The guides on board gave a presentation about the European discovery of Tierra del Fuego, the Strait of Magellan, and the Beagle Channel and also about the natives who lived in the area beforehand. The main points of the presentation were:
1 – Archaeological evidence has been discovered of land nomads in the area as far back as 18,000 years. Evidence of sailing/paddling nomads has also been discovered as far back as 6,500.
2 - At the time European explorers began making contact with peoples in the area, there were four different general groups / cultures living here:
3 - Between exposure to European diseases, and the resource extraction industries the Europeans began, almost none of the natives survived more than a few decades after the settlers arrived. If the natives were seen as competitors in hunting sea lions (which provided oil for the Europeans), or began eating sheep when their usual guanaco quarries were pushed out to supply England’s textile mills, they were simply murdered. In other cases they were recruited and “employed” to trade fish or sea lions for liquor. Various religious organizations arrived and tried to indoctrinate the natives in both religion and culture (notably clothing the naked Yagan) but these efforts did not actually help. One can imagine the Yagan, accustomed to paddling the waters independently with a small fire in their canoe, being congregated wearing damp, likely used (and thus bacteria-carrying) clothing, quickly spreading almost any disease among themselves.
In the afternoon we first cruised up a narrow fjord to see a glacier that is not usually part of the cruise, Guilcher Glacier. We arrived in the rain, but then, just as the ship began turning around at the end of the fjord, the sun came out.
Then we continued to our scheduled destination: the Pia glacier. The Stella Australis’ sister ship, the Ventus Australis, was already anchored there.
The zodiacs had to push their way through a lot of small, floating ice in order to get to shore.
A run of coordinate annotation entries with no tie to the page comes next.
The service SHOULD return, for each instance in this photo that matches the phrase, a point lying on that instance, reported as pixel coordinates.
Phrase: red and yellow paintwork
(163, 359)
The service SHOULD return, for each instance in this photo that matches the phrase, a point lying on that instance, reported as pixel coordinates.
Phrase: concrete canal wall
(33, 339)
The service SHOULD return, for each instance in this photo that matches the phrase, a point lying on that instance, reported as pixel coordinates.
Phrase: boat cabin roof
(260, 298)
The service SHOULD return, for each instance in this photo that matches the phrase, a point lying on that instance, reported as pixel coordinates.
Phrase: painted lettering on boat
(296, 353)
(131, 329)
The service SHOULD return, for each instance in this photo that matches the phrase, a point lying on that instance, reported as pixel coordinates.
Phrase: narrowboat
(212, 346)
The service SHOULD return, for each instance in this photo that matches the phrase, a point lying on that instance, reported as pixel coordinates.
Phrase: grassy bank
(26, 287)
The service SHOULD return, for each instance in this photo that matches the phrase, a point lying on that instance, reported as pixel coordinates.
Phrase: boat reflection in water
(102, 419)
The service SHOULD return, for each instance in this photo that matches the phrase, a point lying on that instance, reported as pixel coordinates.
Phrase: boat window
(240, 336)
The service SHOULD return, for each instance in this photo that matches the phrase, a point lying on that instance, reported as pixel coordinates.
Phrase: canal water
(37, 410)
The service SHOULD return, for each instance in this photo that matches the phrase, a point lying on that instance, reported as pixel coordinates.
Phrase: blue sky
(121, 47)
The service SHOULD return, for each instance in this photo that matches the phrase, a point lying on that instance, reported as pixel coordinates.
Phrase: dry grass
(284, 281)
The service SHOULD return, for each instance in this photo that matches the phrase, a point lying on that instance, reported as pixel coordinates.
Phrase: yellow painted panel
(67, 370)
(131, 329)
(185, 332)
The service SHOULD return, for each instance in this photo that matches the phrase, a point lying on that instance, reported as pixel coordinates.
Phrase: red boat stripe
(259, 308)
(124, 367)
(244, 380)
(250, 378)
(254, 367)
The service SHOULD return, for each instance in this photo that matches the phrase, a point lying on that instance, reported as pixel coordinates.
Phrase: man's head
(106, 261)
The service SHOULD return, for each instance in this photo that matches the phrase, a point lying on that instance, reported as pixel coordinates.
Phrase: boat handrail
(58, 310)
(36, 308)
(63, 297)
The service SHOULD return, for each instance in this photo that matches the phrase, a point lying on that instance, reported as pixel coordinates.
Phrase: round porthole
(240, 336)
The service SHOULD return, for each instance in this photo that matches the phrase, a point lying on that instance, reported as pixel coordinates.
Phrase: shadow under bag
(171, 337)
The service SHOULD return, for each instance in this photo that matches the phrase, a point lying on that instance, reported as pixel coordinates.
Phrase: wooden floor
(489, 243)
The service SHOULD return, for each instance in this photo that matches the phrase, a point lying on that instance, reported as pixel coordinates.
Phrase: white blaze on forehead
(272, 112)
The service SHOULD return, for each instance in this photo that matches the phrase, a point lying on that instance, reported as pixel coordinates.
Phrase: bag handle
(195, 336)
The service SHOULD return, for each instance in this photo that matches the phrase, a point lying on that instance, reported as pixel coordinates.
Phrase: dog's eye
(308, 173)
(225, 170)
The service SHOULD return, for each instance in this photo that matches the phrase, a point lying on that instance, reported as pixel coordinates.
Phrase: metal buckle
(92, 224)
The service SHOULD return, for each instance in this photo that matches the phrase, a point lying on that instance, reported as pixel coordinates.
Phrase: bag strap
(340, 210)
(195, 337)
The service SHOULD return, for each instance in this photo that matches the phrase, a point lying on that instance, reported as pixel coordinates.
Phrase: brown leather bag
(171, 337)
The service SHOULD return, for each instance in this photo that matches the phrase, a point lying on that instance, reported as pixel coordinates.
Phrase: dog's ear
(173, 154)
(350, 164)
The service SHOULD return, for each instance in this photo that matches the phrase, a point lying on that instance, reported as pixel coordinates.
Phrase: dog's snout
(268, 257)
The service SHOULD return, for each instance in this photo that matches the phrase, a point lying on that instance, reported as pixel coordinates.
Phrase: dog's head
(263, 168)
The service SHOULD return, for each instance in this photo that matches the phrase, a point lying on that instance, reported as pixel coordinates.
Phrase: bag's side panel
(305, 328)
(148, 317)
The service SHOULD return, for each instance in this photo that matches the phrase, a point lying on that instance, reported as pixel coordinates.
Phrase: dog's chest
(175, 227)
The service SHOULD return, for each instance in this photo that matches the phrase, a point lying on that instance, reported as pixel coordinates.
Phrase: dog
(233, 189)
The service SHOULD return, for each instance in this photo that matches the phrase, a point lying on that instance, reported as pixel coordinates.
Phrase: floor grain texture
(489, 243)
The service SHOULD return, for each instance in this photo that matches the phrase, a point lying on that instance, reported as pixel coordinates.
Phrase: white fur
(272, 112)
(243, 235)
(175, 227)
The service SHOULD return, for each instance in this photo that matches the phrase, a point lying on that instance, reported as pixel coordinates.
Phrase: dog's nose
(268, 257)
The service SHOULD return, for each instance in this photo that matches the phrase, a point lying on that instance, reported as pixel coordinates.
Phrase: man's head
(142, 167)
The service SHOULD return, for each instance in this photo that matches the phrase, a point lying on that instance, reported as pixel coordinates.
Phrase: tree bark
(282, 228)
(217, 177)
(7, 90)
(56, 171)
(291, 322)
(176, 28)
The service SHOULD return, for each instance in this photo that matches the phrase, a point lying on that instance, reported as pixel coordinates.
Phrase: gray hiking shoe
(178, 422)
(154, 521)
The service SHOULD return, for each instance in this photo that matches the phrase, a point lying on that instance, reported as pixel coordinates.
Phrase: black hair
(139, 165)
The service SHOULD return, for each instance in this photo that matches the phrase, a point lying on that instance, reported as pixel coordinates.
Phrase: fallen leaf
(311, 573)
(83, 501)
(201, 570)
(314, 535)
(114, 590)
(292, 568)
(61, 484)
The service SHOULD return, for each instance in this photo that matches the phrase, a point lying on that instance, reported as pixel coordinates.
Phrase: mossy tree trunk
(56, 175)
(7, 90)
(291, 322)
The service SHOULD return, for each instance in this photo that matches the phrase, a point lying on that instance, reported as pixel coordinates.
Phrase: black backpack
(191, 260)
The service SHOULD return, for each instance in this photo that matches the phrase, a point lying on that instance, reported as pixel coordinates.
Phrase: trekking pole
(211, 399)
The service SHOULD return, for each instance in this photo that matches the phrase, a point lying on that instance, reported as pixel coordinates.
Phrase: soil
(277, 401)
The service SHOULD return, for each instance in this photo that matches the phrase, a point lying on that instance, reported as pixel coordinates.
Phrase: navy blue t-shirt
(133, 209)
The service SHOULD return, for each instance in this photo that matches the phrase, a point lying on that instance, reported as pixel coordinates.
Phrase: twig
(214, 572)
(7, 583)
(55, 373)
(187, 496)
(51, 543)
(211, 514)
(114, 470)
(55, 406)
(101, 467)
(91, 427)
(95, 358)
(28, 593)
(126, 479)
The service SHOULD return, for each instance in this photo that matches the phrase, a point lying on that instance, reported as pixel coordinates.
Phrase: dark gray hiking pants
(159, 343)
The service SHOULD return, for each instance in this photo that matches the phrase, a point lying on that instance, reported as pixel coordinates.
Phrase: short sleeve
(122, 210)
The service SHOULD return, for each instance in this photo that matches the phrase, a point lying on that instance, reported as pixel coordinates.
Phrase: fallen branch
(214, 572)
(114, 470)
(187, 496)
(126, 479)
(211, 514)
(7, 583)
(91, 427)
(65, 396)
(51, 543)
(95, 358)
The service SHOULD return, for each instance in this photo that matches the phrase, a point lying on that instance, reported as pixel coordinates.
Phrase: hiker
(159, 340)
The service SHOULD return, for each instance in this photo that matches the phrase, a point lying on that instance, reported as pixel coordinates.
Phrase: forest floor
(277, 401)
In this outing we hiked up a small hill, which was bedrock rounded off by the glacier, covered by only an inch or two of soil which supported the bushes and small trees which, in turn, helped anchor the soil. The guide spotted a couple of tiny carnivorous plants.
At various points along the trail we could see the Pia glacier and its adjoining other arm. Once again we were very lucky with a break in the weather. From the top we got a great view of the glacier and the bay where the Stella Australis was anchored.
Once our zodiac pushed its way back through most of the ice chunks we heard a great boom and turned around to see a wave forming after a large chunk of the glacier had calved.
Back aboard the ship we left the fjord and began traveling the “Glacier Alley” portion of the Beagle Channel. Various of the glaciers are associated with explorers of various nationalities, or just named for the country. The dinner wait staff came up to the top deck bar and served national-themed snacks and drinks as we passed the various glaciers: sausage and Pilsner beer as we passed the German glacier; red wine and pizza near the Italia glacier; champagne and brie for the Francia glacier, and they played nationality-themed music as well.
I was stunned by the volume of melt-water that was flowing down from the Romanche Glacier.
These glaciers (Guilcher, Pia, glacier alley ones, and even the Morelli glacier that we saw the day before) are all ‘draining’ the Darwin Icefield. The Darwin Icefield covers almost nine hundred square miles of the Darwin mountain range which, despite being on the island of Tierra del Fuego, is part of the Andes range.